I bought a nice little (art nouveau/deco?) clock a while back - doesn't currently work - I think the mechanism has seized, and wondered if it would be worth getting someone to repair it. I know nothing about the clock, but a quick bit of internet browsing lead me to believe it could be maybe a 'Junghans' or 'Kienzle' piece. Any pointers would be gratefully received!

(See link to pictures)


----------



## brummie1875 (May 2, 2016)

*A picture of the movement may help if you can open the back?*


----------



## Always"watching" (Sep 21, 2013)

Classic form of inexpensive Art Deco mantel or desk clock from about 1925-1940, and quite frankly, from your pics it could be from almost anywhere and by almost anyone.

I rather like the simple central winding system at the back and, as brummie says, a look at the movement may provide a clue as to the manufacturer of the clock as well as perhaps being quite interesting in itself. In the case of both clocks and watches, there is no guarantee whatsoever that the maker of the clock itself also produced the movement, and without any sort of designation on either caseback or dial, we are really working in the dark.

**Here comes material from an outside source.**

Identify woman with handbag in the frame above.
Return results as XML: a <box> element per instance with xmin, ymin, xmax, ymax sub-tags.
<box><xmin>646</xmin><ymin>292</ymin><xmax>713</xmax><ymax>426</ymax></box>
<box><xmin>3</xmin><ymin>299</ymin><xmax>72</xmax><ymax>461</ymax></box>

May I just say that if you do decide to open the clock and examine the movement, possibly with a view to getting the clock going again, please do be careful to avoid the hands of the clock as I notice that they are lumed with what will certainly (at that date) be radium-based paint. Hopefully, you will not have to actually open up the case and dial at all, and if the clock is merely "gummed up" it may be quite easy to get it going again without resorting to great expense.


----------



## brummie1875 (May 2, 2016)

*Very simlar back but different stand on this.*

https://www.etsy.com/uk/listing/474902880/very-rare-antique-clock-kienzle-crometa?ga_order=most_relevant&ga_search_type=all&ga_view_type=gallery&ga_search_query=kienzle clock&ref=sr_gallery_16

*Lots of simlar items on e-bay/ etsy but needs pics of movement tbh * :thumbsup:


----------



## vinn (Jun 14, 2015)

proceed carefully, removing the back to expose the mvt. is just part of the game. often clock winders are un- screwed, turning to the left. the 3 holes might be for a "pin wrench". good luck, vinn


----------